Mirmir had in fact noticed bark beetles in Yggdrasil. He made it his business to know every creature living on the body of the tree, no matter how small, and he regularly checked the lower branches for soundness, as Urd spent a great deal of time climbing among them and storing the results of Verdani’s spinning. The beetles were not numerous and apparently created no serious damage. Yggdrasil, until recently, had seemed impregnable in its size and health. However, Mirmir knew the beetles could invade and decimate whole stands of trees, so he kept a minatory eye on their numbers.
Mirmir led Ash to a slab of bark under which bark beetles, among other insects, occasionally sheltered. Woodpeckers worked in this area, and the bark had loosened slightly from the tree’s body. The two friends listened intently, and Mirmir could hear the tiny scritch, scritch of insect feet and jaws, along with assorted clicks.
“Excuse me,” piped Ash. “Excuse me, I’d like to speak to a beetle, please.”
Immediately, all movement stopped. Dawn approached and Mirmir heard a single chickadee call from somewhere nearby. Another eater of beetles.
“Who is that?” came a tiny female voice.
“My name is Ash,” said Ash. “I’ve come because I need help.”
“Help from us? What kind of help? Who are you?”
“I’m … Well, don’t be afraid, but I’m a little brown bat, and I’m here with my friend Mirmir, the tree’s guardian.”
Mirmir heard the scratch of several tiny feet on the run. He pictured insects under the bark fleeing in every direction. It sounded like stampeding fairies.
“Please,” Ash cried desperately, “I didn’t come to hurt you. If I was hunting, I wouldn’t try to talk with you.”
“What do you want, then?” asked the female voice with a definite snap. Mirmir wondered if she possessed jaws.
“I want to offer an adventure,” began Ash, who clearly hadn’t thought out exactly how to persuade a beetle to partner with a bat.
Mirmir rolled his eyes, but kept silent.
“You may not know, but there’s something going wrong with the trees,” said Ash.
“We know. The Yrtym is disrupted and trees are dying.”
“You know!” Ash exclaimed.
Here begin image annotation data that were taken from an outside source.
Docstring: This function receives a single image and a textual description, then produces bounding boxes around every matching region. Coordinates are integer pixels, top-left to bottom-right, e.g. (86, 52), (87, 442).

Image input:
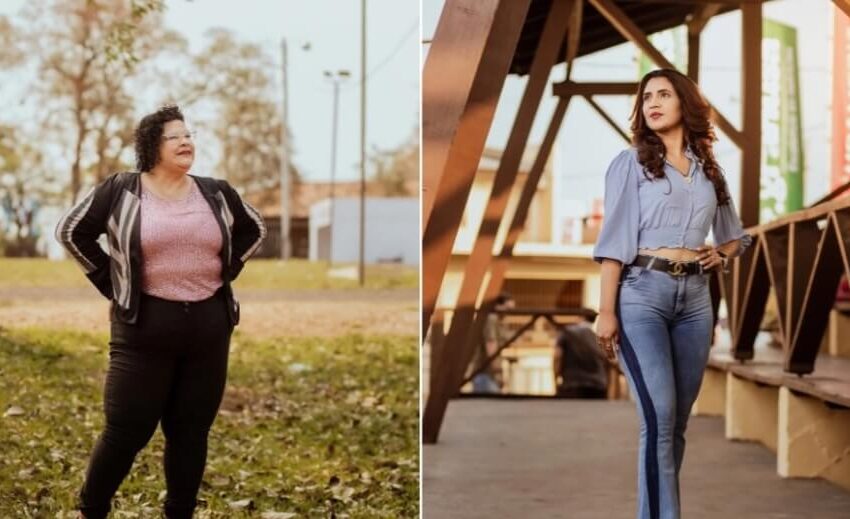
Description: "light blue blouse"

(593, 148), (752, 265)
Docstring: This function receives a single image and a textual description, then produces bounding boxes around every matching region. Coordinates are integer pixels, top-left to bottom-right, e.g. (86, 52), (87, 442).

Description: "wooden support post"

(732, 237), (770, 360)
(726, 372), (779, 452)
(423, 0), (572, 443)
(467, 97), (570, 386)
(422, 0), (530, 337)
(785, 216), (844, 374)
(776, 387), (850, 490)
(427, 310), (446, 393)
(762, 229), (792, 347)
(738, 3), (762, 227)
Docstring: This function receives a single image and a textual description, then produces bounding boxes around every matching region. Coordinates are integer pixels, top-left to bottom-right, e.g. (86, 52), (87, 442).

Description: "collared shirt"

(593, 148), (752, 265)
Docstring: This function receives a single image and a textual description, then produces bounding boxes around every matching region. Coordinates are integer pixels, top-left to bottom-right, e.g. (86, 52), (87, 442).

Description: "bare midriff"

(638, 247), (700, 261)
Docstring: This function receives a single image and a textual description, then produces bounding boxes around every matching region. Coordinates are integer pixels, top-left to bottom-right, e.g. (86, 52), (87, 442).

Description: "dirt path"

(0, 287), (419, 337)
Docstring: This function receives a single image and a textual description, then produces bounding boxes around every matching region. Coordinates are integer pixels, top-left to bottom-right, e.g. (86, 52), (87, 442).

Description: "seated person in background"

(469, 292), (515, 393)
(553, 316), (608, 398)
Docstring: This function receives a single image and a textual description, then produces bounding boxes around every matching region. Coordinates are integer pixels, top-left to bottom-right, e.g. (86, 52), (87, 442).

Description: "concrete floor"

(422, 399), (850, 519)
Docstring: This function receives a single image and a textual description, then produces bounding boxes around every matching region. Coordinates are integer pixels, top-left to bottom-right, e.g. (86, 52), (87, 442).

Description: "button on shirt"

(593, 148), (752, 265)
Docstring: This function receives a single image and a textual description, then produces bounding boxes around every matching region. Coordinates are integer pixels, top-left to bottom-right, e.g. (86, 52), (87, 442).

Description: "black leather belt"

(631, 254), (710, 277)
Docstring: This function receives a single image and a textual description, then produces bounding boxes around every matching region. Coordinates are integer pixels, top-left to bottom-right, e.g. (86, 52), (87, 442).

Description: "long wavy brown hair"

(631, 69), (729, 205)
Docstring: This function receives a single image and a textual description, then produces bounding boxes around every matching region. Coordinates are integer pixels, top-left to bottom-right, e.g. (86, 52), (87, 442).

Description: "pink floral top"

(141, 181), (222, 301)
He and Mirmir looked at one another in astonishment.
“Certainly. We insects and Tym are architects of the Green World.”
“Well,” said Ash weakly, floundering, “we want to find out more about Yrtym and what’s going wrong with it, and a friend of mine is a witch, and she said if I could find a volunteer insect to keep me fed during the winter, then I could gather news and bring it to her instead of hibernating, so I’m trying to find someone to do that. Feed me, I mean. Except you wouldn’t die! I could eat you as many times as I need to, but you’d always come back …” he trailed away, looking miserable.
Silence from under the bark. Mirmir wrinkled the skin over one eye and shook his head at Ash.
“This is all wrong,” Ash muttered. “It’s against nature. I thought I could help, but I’m not powerful. Most people never even see me. I should hibernate and leave the doing of deeds to people bigger and more important.”
He turned away, looking disconsolate.
Mirmir nudged Ash from behind. Ash glanced at him and then followed the direction of his gaze. A shiny black beetle peered out from under an edge of loosened bark. Its antennae waved.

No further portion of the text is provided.